Recommendations and conclusion

Therefore, the supply chain crunch has exposed several international corporations to severe challenges, including delays securing critical raw materials and higher costs. These severities necessitate innovative strategies to prevent future recurrence of supply chain crunch. For instance, governments should bolster local supply to limit overreliance on foreign economies on particular products. With coronavirus impacting diverse international economies, nations imposed travel bans and ceased certain manufacturing and cargo shipping operations. Within the shipping industry, the temporary closure of certain ports in Asia and China compromised freight transport, thus impeding corporations relying on shipping from securing key raw materials. China, for example, closed one of its largest ports for over a week, thus hindering shipping operations (Smith, 2021). Accordingly, improving local supply can prevent overreliance on certain economies for key raw materials. The current shortage of chips can be mitigated by improving local supply, thus bolstering supply and ensuring tech and motor companies. According to Stewart et al. (2021), a significant portion of semiconductors in the global market are manufactured in Taiwan and South Korea. This has contributed to the supply crunch for semiconductors as a significant rise in the demand for semiconductors in various markets overwhelmed the current production of such vital components. Major economies, including the US, Europe, and China, have committed to enhancing their semi fabricating capacity (Stewart et al., 2021).

In addition, corporations can mitigate supply chain crunch by replenishing their inventory to ensure they have adequate products to meet fluctuations in demand. Due to the ongoing supply chain crunch, companies are spending considerably to acquire their inventories on time. Increased freight costs and delays following concentration in ports are disadvantaging several multinationals and retailers. To overcome these limitations by increasing their inventories. For instance, Costco is mitigating the extremities associated with the supply chain crunch by increasing its inventory and chartering its own ships (Stein, 2021). With Costco experiencing product shortages in 2020, the company has increased its merchandise to mitigate the supply crunch. Chartering its ships has allowed Costco to avoid high freight costs. These adjustments have favored Costco’s performance, with the company reporting a 17% and 9.4% surge in revenues and sales, respectively (Stein, 2021)

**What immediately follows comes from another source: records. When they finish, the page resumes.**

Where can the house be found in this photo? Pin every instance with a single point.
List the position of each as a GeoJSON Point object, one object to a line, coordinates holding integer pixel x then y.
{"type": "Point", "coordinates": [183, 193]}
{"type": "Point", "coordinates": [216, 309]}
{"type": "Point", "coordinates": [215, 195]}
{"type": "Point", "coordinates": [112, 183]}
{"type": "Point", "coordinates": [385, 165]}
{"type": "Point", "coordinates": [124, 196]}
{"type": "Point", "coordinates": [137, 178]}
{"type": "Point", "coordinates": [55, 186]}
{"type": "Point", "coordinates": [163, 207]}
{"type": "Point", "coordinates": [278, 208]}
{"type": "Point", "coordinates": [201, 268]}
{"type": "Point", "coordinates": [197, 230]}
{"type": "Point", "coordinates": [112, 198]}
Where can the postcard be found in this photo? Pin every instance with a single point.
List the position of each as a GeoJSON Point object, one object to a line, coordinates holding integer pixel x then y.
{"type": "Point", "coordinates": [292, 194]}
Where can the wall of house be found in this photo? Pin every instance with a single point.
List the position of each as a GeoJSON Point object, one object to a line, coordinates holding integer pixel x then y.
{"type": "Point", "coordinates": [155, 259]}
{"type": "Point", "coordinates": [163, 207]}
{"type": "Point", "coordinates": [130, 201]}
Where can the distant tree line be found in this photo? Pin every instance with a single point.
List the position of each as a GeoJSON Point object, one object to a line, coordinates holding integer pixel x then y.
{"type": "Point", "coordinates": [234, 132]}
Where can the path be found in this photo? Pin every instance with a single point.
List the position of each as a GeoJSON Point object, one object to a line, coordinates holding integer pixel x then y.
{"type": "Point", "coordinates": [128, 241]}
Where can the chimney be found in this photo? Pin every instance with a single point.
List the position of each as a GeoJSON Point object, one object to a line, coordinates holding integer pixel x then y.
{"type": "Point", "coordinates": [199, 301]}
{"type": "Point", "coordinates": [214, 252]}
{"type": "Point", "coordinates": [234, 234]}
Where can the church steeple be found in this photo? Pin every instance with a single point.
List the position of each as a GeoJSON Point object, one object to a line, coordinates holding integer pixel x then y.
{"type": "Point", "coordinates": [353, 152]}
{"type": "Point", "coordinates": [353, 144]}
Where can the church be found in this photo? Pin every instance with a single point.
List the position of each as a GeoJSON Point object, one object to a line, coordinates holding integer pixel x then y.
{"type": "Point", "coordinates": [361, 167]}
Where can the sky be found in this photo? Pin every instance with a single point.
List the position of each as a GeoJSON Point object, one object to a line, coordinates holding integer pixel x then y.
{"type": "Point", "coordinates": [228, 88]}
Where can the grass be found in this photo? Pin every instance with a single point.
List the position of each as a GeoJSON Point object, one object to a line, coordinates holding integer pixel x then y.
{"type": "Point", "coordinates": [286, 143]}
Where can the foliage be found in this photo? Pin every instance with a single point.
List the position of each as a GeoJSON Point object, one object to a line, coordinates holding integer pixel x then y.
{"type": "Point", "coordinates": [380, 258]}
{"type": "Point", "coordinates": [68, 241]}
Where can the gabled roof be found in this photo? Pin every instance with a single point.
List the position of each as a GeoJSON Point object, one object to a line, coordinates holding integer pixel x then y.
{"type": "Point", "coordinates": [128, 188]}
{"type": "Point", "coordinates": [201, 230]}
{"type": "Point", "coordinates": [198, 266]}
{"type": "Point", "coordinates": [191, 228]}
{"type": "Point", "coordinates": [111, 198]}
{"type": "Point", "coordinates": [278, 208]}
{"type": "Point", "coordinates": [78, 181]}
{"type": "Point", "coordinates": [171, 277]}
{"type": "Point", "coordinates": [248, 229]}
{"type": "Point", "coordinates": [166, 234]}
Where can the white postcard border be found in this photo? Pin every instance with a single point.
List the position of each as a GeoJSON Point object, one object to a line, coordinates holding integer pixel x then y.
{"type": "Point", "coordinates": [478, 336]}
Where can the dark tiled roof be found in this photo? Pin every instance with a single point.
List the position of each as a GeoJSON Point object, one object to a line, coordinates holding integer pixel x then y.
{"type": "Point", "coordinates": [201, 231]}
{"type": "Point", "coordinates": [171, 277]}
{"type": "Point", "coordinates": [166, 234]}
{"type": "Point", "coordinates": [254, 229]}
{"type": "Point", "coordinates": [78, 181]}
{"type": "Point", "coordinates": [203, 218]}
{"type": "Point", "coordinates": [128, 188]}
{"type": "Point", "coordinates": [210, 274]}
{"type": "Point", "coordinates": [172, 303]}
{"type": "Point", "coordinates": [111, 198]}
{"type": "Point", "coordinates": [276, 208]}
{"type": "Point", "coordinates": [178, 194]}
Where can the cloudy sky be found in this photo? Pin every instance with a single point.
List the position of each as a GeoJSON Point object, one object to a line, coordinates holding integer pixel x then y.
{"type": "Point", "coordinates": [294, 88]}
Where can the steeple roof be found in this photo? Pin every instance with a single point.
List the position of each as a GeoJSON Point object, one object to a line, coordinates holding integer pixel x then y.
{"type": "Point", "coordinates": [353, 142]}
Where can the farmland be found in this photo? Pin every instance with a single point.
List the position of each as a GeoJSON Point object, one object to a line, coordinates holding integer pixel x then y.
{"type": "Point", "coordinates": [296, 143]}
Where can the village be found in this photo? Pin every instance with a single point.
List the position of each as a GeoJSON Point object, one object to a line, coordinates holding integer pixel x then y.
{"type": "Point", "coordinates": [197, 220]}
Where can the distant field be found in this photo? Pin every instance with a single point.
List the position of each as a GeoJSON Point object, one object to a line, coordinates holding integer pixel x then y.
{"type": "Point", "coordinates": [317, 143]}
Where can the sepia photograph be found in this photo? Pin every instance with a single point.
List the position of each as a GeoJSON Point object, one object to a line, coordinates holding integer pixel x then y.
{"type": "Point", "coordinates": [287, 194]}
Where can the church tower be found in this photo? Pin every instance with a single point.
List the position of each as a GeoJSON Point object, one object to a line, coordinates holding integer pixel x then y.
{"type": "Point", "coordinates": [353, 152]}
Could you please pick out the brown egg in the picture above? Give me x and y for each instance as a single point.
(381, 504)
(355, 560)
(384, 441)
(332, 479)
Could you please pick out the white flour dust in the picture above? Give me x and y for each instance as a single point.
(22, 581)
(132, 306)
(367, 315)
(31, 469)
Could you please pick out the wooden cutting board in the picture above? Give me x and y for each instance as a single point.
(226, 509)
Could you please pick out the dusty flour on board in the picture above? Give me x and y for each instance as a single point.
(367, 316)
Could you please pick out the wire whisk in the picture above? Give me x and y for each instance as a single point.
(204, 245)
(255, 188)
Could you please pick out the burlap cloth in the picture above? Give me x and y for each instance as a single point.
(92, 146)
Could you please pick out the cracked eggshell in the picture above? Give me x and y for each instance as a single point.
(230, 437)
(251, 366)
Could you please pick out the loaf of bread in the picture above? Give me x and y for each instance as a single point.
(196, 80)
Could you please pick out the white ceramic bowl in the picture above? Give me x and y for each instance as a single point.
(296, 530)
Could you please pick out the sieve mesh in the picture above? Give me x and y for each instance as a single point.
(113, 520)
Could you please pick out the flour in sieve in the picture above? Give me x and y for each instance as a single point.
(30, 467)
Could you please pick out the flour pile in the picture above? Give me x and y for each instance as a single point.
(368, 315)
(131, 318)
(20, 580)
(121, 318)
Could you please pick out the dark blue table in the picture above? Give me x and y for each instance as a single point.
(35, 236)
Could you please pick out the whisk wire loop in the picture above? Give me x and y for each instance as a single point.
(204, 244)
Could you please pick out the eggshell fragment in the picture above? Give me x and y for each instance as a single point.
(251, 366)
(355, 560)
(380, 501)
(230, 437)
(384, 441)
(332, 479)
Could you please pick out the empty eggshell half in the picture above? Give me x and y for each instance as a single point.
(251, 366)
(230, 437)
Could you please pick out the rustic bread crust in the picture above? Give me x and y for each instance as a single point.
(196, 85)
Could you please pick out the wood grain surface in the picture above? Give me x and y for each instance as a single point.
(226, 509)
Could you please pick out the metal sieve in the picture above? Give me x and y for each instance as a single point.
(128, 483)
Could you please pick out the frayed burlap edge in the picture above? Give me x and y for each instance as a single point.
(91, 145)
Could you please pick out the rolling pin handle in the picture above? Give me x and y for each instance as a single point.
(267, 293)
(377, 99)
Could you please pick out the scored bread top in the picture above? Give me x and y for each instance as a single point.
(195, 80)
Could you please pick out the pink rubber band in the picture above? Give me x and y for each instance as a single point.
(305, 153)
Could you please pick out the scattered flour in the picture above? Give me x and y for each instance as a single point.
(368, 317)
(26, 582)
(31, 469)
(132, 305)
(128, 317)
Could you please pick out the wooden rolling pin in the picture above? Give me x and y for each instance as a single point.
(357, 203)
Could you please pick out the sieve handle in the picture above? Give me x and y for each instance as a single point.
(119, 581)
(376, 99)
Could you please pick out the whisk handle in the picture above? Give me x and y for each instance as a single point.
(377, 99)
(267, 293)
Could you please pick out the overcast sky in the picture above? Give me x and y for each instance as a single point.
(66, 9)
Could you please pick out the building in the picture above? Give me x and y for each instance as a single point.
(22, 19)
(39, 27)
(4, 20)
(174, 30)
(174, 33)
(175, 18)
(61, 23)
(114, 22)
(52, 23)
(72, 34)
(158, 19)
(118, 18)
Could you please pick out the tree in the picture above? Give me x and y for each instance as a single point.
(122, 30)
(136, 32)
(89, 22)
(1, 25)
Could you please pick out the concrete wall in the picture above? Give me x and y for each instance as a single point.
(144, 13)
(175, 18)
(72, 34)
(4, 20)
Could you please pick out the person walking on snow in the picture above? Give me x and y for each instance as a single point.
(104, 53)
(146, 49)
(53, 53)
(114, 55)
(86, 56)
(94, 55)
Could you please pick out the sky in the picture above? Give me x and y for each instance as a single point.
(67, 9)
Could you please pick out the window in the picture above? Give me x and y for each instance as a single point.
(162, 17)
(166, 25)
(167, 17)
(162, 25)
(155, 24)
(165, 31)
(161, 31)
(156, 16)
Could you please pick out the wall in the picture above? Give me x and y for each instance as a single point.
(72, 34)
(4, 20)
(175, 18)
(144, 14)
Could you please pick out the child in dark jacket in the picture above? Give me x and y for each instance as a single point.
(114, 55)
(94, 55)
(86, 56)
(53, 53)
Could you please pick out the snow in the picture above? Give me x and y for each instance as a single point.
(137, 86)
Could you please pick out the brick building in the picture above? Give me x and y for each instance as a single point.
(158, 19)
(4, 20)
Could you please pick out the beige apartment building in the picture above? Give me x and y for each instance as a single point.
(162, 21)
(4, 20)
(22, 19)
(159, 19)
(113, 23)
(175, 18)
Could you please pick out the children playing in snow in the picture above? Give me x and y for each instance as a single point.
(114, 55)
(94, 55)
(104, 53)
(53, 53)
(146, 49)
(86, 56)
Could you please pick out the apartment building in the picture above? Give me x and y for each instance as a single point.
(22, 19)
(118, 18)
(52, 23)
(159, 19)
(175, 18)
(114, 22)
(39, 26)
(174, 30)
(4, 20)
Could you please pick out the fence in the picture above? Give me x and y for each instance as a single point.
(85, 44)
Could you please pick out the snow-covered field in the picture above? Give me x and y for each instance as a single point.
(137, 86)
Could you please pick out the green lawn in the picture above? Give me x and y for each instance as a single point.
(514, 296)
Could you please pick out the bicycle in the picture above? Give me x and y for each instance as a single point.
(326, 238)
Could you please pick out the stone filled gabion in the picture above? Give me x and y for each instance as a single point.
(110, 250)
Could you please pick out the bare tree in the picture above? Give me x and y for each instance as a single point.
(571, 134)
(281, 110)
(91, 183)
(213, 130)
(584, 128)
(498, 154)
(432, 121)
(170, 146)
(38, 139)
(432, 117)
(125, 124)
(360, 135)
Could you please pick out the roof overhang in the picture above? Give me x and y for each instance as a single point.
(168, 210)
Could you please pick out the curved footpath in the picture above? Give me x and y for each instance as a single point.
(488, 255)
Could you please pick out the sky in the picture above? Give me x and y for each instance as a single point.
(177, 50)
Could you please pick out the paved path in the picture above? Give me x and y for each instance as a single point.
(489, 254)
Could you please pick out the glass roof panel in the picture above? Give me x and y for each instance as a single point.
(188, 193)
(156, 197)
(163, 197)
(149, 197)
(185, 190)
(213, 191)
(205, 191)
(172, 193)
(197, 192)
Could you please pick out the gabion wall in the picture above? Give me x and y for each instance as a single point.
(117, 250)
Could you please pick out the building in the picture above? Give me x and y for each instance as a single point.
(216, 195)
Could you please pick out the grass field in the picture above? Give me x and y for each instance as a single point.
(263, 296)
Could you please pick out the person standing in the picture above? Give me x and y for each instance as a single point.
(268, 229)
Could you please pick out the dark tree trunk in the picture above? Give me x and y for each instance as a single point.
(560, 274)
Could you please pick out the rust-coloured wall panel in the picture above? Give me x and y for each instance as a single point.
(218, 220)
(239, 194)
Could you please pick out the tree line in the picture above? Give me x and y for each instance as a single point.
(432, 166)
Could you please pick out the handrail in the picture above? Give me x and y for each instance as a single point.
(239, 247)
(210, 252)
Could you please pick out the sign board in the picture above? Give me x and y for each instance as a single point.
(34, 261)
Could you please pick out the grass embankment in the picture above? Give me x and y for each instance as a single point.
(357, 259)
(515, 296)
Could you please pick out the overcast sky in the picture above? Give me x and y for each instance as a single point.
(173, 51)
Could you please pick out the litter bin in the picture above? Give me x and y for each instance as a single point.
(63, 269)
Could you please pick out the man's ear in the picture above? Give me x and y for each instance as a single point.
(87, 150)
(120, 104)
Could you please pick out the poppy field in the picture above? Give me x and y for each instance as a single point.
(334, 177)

Furthermore, intensifying investments in the digital supply chain can help corporations tackle supply chain issues and disruptions. Economies are witnessing significant technological advancements which can be leveraged to complement supply chain management. The recent pandemic and its consequences on social and economic dimensions have communicated the need for organizations to recognize and adapt to market transitions. Digital supply chain management can bolster organizational agility and response to market changes, thus advancing corporate performance (Büyüközkan & Göçer, 2018). With the digital supply chain unifying all systems, applications, and processes, managers and organizational leaders are better positioned to identify emerging complexities and mount effective responses that propel their companies’ performance.